Mahony et al., 2001 confirmed Morre and colleague's finding that the NASBA Basic Kit could detect 1 inclusion-forming unit of C. trachomatis, or one colony forming unit of N. gonorrhoeae, and 100 RNA molecules of 16S rRNA for both bacteria. To assess clinical performance, a total of 250 specimens for N. gonorrhoeae were tested for gonococcal infection by culture or NASBA and 96 specimens were tested for C. trachomatis by PCR and NASBA. The Organon Teknika NucliSens^® Basic Kit detected 139 of 142 N. gonorrhoeae culture-positive specimens and gave a negative result for 73 of 74 culture-negative specimens; a sensitivity and specificity of 97.9% and 98.7%, respectively. For C. trachomatis, the Basic Kit detected 24 of 24 PCR-positive specimens, gave a negative result for 71 of 72 PCR-negative specimens, with a sensitivity and specificity of 100 and 98.6%, respectively. A multiplex NASBA assay also detected infection with both organisms. It was considered that the NucliSens Basic Kit offered a versatile platform for the development of sensitive RNA detection assays for sexually transmitted diseases [Mahoney et al., 2001].

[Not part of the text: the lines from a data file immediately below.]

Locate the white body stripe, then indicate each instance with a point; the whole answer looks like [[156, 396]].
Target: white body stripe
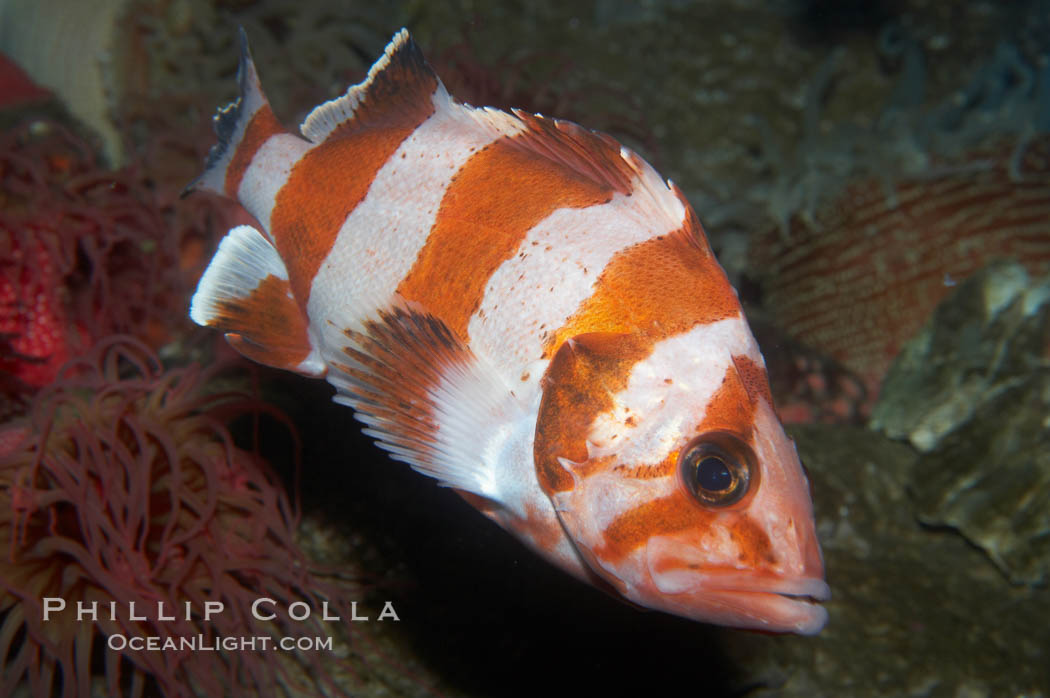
[[551, 274], [696, 362], [268, 172], [378, 244]]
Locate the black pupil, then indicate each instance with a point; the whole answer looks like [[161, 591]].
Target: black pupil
[[713, 476]]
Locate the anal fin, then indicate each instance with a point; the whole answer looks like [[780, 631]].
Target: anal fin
[[245, 292], [427, 399]]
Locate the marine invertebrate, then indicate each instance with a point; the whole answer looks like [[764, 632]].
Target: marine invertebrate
[[874, 229], [863, 277], [124, 486]]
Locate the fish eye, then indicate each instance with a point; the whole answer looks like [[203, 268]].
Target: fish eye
[[716, 469]]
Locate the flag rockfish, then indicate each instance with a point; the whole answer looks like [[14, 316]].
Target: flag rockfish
[[525, 311]]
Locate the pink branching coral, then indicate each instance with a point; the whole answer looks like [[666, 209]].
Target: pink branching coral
[[123, 485], [84, 253]]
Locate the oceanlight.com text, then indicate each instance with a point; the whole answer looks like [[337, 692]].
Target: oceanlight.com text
[[120, 642]]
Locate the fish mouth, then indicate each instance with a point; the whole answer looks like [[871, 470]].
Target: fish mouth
[[772, 604], [779, 606]]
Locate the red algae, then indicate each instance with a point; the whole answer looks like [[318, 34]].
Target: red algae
[[84, 253], [123, 486]]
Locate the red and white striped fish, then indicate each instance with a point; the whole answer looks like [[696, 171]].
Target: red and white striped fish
[[523, 310]]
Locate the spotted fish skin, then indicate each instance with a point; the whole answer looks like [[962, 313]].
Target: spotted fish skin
[[525, 311]]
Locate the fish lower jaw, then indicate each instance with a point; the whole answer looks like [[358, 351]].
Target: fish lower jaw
[[738, 599]]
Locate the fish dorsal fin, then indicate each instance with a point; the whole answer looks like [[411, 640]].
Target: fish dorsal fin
[[400, 84], [424, 396], [602, 159], [595, 155]]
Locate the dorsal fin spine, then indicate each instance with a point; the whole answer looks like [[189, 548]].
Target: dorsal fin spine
[[400, 81], [251, 109]]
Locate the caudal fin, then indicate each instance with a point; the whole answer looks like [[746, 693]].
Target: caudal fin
[[242, 126]]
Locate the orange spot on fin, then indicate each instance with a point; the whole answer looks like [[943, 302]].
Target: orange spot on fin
[[423, 395], [245, 292]]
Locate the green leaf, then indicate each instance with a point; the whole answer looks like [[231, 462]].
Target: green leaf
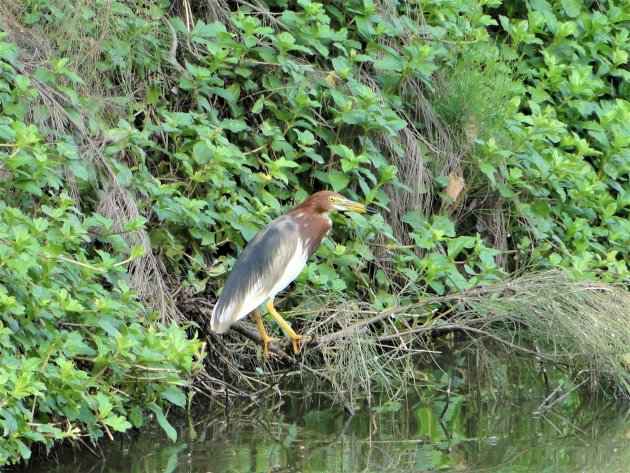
[[175, 396], [456, 245], [338, 180], [161, 418], [136, 416]]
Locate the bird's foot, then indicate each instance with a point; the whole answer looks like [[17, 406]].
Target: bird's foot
[[301, 339], [265, 343]]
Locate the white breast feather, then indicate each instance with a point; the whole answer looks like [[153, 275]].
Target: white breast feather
[[257, 297]]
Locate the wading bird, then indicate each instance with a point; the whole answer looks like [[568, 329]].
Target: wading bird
[[273, 259]]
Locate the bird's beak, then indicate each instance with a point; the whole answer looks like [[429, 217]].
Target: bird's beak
[[352, 206]]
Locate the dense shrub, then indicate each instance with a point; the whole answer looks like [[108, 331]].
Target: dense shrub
[[493, 136], [79, 354]]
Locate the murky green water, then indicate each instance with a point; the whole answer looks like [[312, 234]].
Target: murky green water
[[312, 434]]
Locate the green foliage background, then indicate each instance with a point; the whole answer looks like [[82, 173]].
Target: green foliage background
[[214, 122]]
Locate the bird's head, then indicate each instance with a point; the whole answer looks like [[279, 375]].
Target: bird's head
[[328, 201]]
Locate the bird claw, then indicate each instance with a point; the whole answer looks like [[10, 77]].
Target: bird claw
[[299, 338]]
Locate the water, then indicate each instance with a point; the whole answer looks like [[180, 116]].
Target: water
[[313, 434]]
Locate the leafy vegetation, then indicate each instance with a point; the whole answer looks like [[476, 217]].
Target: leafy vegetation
[[143, 144]]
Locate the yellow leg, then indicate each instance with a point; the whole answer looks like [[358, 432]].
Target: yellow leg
[[263, 333], [287, 328]]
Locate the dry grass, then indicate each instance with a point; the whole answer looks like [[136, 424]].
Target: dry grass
[[581, 329]]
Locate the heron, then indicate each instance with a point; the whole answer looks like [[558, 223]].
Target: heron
[[273, 259]]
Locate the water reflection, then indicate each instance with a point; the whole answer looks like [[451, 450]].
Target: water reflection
[[311, 434]]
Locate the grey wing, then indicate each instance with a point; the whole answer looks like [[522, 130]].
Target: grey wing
[[256, 273]]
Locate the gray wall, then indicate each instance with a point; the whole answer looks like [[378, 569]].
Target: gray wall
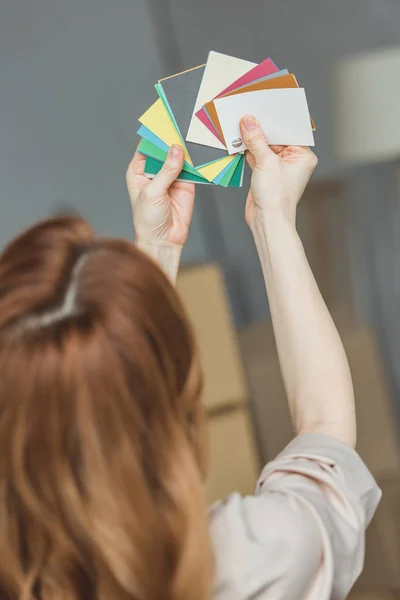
[[74, 77]]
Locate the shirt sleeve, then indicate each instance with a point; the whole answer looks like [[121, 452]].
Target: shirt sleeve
[[302, 534]]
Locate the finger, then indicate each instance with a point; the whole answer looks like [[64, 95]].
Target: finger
[[300, 153], [277, 149], [170, 170], [254, 139], [137, 164], [251, 161]]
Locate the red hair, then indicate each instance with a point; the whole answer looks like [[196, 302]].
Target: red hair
[[101, 451]]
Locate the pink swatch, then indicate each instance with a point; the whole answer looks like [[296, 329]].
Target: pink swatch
[[266, 67]]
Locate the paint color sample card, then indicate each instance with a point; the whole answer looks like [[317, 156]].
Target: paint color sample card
[[282, 113], [181, 92], [205, 117], [200, 109], [221, 70]]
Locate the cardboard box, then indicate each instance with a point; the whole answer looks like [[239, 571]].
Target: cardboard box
[[203, 293], [233, 455]]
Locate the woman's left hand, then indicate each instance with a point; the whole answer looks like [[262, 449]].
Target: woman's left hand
[[162, 207]]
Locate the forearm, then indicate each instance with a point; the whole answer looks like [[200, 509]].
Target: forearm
[[165, 254], [313, 361]]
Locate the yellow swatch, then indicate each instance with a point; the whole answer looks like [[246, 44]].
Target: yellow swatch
[[211, 171], [157, 119]]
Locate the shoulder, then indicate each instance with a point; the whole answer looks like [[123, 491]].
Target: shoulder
[[263, 542], [303, 529]]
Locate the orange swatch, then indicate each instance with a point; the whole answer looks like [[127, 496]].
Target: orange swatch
[[283, 82]]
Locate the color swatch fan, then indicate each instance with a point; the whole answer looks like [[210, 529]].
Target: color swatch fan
[[200, 109]]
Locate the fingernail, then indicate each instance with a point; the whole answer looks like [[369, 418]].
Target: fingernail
[[249, 122], [175, 151]]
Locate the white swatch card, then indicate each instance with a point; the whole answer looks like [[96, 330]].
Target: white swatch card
[[221, 70], [282, 113]]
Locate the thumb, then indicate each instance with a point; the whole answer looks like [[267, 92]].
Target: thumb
[[170, 170], [254, 138]]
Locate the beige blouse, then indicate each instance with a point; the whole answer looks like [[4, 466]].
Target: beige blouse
[[301, 536]]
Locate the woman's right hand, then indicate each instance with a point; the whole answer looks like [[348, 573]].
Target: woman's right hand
[[280, 174]]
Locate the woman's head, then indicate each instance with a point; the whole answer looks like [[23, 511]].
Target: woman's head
[[101, 453]]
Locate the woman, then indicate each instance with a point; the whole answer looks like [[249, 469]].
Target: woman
[[102, 451]]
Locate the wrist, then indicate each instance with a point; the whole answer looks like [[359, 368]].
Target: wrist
[[166, 254], [269, 222]]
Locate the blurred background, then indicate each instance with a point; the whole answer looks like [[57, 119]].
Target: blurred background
[[74, 78]]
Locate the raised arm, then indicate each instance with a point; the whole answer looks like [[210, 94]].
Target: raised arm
[[162, 210], [312, 358]]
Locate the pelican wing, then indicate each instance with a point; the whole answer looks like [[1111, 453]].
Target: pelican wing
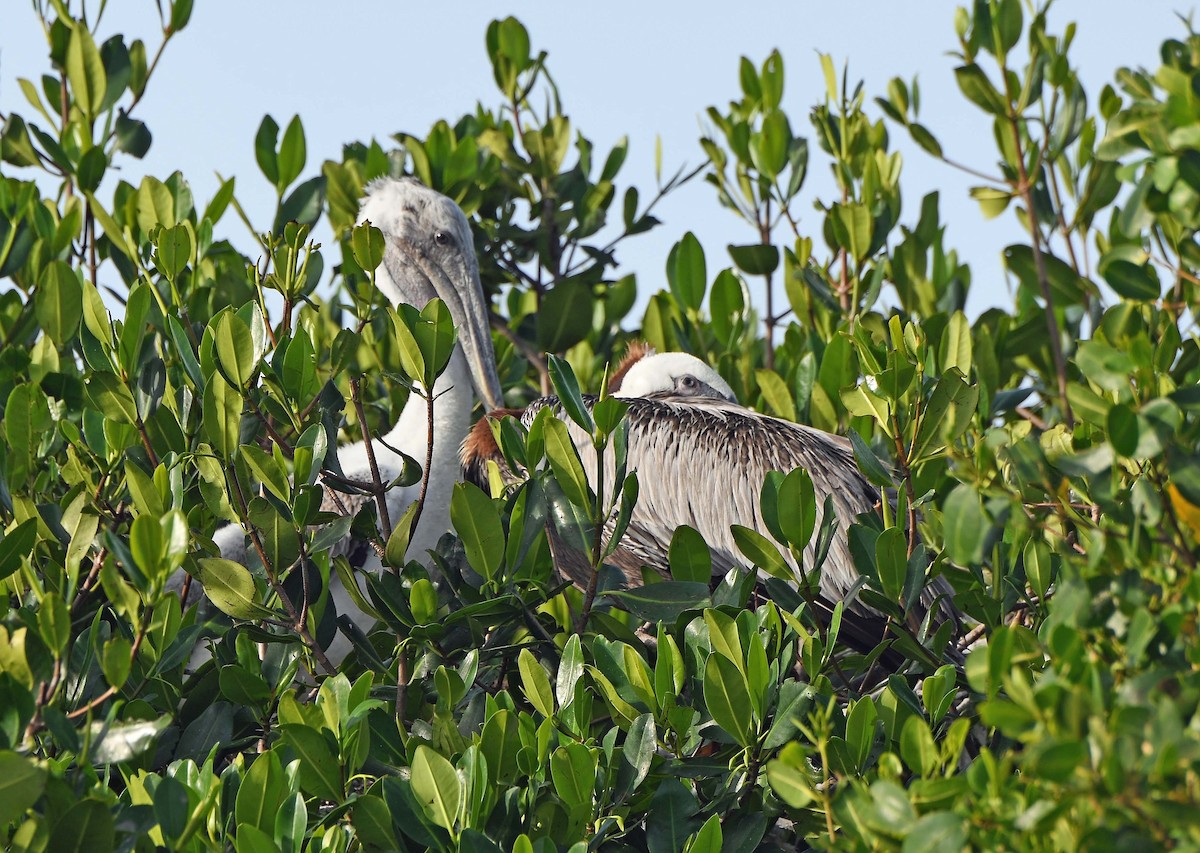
[[702, 463]]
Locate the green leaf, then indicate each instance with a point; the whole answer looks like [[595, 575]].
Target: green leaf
[[85, 71], [862, 402], [58, 301], [917, 746], [231, 587], [727, 698], [235, 349], [965, 526], [709, 838], [1038, 565], [367, 246], [535, 684], [22, 782], [437, 787], [689, 556], [112, 397], [436, 337], [564, 462], [993, 202], [568, 389], [292, 156], [264, 149], [478, 523], [756, 259], [955, 348], [16, 546], [403, 322], [222, 415], [687, 272], [1123, 431], [174, 251], [570, 670], [940, 832], [268, 470], [892, 562], [869, 463], [132, 136], [761, 552], [790, 784], [796, 509], [171, 806], [771, 144], [319, 768], [663, 602], [87, 827], [978, 89], [573, 767], [1132, 281], [1067, 287], [147, 544], [91, 169], [1104, 365], [775, 392], [396, 551], [861, 731], [564, 317]]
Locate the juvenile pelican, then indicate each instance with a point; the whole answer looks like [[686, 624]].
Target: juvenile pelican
[[429, 253]]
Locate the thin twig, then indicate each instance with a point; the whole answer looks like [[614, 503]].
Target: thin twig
[[300, 628], [381, 500]]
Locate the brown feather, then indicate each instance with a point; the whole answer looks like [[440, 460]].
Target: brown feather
[[634, 353]]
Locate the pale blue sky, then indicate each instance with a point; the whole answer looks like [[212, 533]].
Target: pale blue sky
[[360, 70]]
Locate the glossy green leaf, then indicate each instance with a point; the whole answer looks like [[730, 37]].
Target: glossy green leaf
[[689, 556], [231, 587], [564, 461], [437, 787], [568, 389]]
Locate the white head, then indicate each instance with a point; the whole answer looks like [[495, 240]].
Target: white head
[[430, 252], [675, 374]]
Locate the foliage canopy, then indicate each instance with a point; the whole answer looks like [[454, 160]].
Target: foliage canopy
[[1048, 456]]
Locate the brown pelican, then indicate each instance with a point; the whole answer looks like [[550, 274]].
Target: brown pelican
[[641, 373], [701, 460]]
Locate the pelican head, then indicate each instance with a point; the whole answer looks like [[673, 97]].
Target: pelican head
[[430, 253], [675, 374]]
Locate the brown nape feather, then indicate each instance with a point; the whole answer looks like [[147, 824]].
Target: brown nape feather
[[480, 445], [634, 353]]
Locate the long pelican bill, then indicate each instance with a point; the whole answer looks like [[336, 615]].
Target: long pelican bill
[[463, 294]]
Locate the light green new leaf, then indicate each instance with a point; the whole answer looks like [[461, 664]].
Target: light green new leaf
[[222, 415], [437, 787], [564, 461], [727, 698], [535, 683], [231, 587], [965, 526], [235, 349], [85, 71], [570, 671], [573, 767], [58, 301]]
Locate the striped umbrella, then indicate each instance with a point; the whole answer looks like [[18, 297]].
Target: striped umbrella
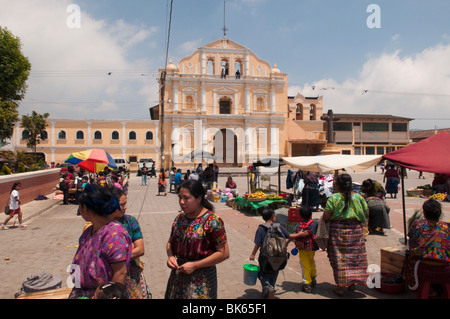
[[93, 160]]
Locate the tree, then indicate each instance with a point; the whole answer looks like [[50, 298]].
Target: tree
[[35, 126], [14, 71]]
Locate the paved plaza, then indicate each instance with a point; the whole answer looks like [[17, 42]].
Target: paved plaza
[[50, 241]]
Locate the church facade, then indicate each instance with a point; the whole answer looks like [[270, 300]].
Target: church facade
[[223, 99]]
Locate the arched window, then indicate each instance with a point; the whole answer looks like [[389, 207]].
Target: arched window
[[61, 135], [44, 136], [25, 134], [299, 112], [97, 135], [80, 135]]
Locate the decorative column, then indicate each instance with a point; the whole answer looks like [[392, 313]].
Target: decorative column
[[53, 133], [247, 100], [124, 134], [203, 98], [203, 63]]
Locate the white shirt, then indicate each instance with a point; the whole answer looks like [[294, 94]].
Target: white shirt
[[13, 204]]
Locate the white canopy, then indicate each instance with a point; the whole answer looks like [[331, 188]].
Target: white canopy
[[331, 163]]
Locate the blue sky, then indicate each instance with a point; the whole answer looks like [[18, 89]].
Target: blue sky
[[404, 65]]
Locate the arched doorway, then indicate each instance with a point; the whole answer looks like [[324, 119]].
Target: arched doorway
[[225, 147]]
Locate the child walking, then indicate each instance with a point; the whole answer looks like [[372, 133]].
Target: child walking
[[268, 278], [307, 247]]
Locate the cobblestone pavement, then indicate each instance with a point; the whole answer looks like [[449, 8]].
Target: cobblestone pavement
[[50, 241]]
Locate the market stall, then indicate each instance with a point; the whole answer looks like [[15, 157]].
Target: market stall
[[333, 163]]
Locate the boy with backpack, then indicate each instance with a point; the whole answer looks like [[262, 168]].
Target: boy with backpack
[[272, 239], [307, 246]]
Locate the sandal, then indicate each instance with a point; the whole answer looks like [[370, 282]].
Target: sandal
[[306, 288]]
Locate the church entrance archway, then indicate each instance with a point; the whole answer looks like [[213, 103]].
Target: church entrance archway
[[225, 147]]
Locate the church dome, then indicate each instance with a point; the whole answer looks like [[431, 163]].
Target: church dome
[[171, 67], [275, 69]]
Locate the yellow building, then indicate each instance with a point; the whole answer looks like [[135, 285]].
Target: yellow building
[[225, 100], [370, 134]]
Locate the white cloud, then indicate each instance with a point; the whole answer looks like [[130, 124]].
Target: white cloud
[[415, 86], [72, 64]]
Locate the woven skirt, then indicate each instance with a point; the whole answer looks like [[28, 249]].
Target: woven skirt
[[347, 252], [201, 284]]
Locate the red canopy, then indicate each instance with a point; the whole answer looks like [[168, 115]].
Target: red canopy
[[429, 155]]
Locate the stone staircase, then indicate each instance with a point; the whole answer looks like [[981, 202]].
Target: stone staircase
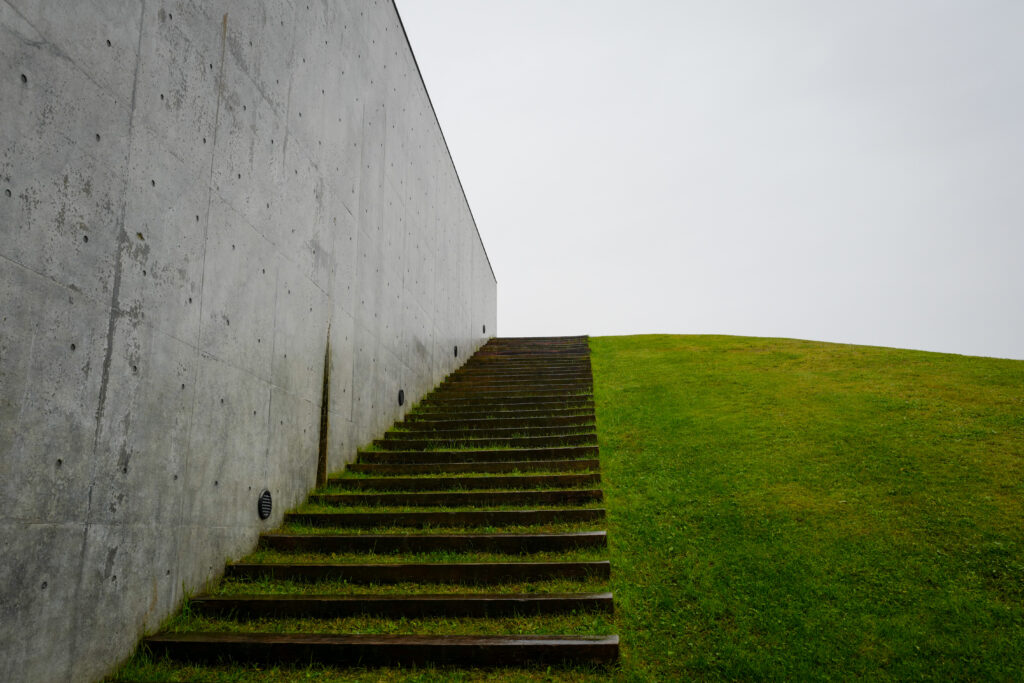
[[468, 536]]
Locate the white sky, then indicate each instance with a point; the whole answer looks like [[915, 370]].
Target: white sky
[[844, 171]]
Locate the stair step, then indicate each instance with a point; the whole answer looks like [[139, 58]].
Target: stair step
[[462, 499], [546, 380], [425, 543], [501, 432], [581, 465], [545, 390], [397, 443], [476, 456], [512, 402], [428, 572], [505, 413], [424, 424], [373, 650], [409, 606], [444, 518], [471, 483]]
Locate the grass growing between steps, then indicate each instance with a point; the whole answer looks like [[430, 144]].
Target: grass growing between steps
[[781, 510], [796, 510]]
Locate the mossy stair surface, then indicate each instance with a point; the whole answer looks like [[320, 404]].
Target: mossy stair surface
[[470, 535]]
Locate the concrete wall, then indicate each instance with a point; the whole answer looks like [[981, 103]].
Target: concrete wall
[[192, 194]]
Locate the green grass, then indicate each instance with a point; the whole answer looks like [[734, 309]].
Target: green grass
[[796, 510], [780, 510]]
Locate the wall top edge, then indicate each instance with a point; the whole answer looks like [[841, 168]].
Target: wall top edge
[[419, 72]]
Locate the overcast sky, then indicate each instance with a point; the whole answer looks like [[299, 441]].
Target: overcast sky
[[843, 171]]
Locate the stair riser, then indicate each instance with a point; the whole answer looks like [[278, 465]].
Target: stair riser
[[500, 432], [582, 465], [402, 607], [426, 425], [506, 441], [504, 652], [456, 499], [540, 401], [518, 381], [526, 391], [469, 518], [536, 365], [455, 483], [512, 545], [484, 573], [535, 417], [438, 457]]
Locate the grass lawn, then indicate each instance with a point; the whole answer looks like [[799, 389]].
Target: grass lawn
[[793, 510], [797, 510]]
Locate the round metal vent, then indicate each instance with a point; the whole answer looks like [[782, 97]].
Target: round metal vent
[[265, 505]]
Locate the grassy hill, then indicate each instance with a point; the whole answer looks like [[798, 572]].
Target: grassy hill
[[791, 510], [801, 510]]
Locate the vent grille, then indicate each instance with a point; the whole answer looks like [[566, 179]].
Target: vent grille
[[265, 505]]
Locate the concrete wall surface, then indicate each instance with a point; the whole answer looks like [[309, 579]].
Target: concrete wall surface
[[193, 193]]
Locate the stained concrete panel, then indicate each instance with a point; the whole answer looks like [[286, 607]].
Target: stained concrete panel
[[185, 210]]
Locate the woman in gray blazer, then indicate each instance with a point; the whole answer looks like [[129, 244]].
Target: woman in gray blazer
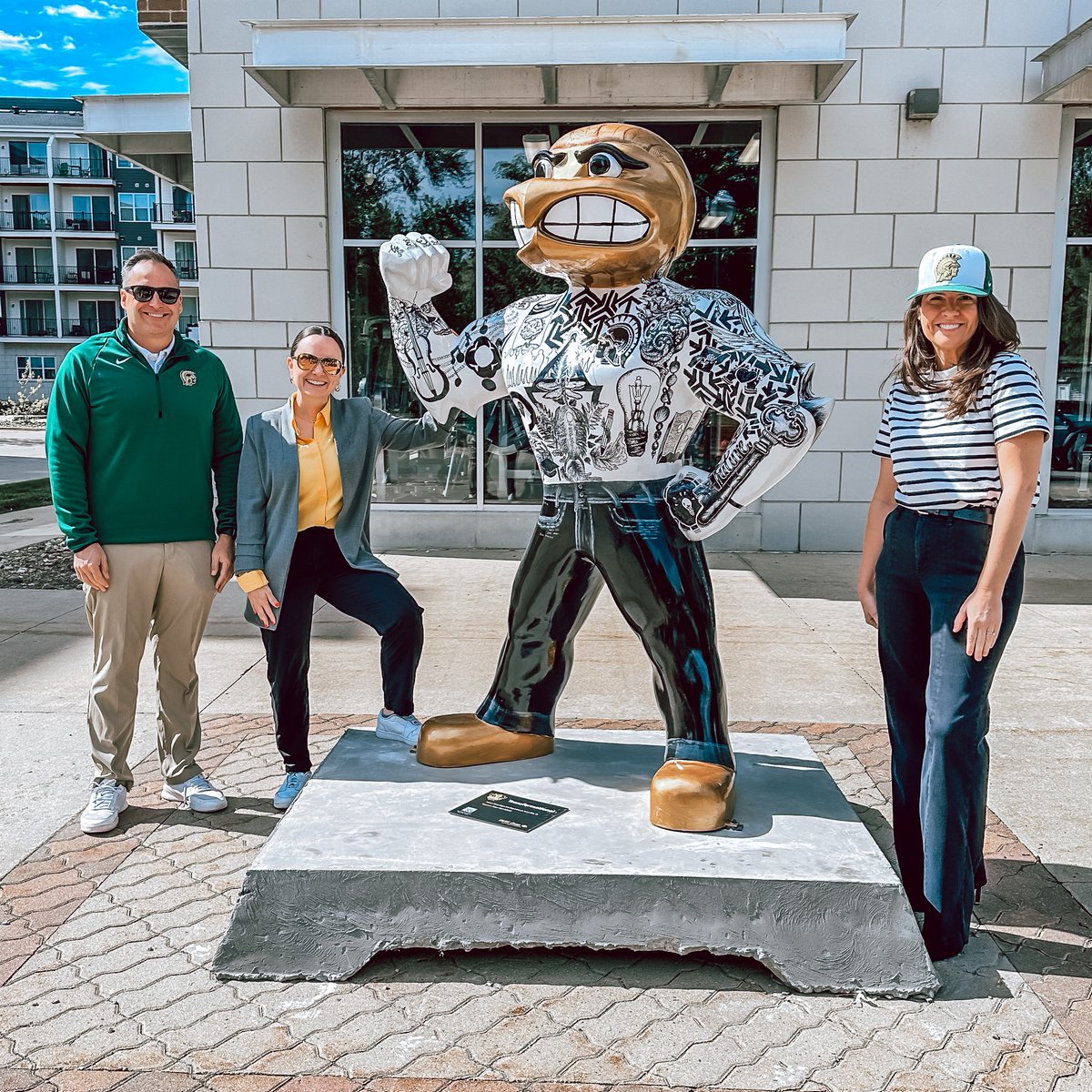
[[305, 497]]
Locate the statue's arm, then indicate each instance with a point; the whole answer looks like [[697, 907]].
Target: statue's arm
[[736, 369], [447, 370]]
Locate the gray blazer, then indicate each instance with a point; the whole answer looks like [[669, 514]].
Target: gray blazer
[[268, 484]]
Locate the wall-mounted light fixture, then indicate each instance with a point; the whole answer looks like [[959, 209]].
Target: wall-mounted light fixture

The inherent versatility of the NASBA Basic kit was also demonstrated by Coombes & Mahony 2000, who targeted it against the gene encoding the major outer membrane protein of C. pneumoniae, using a different, aequorin-based, bioluminescent assay that was linear over 8 log units of RNA copy number. The method could detect between 100 and 1000 RNA transcripts equivalent to some 0.2 IFU of C. pneumoniae [Coombes & Mahony 2000]. 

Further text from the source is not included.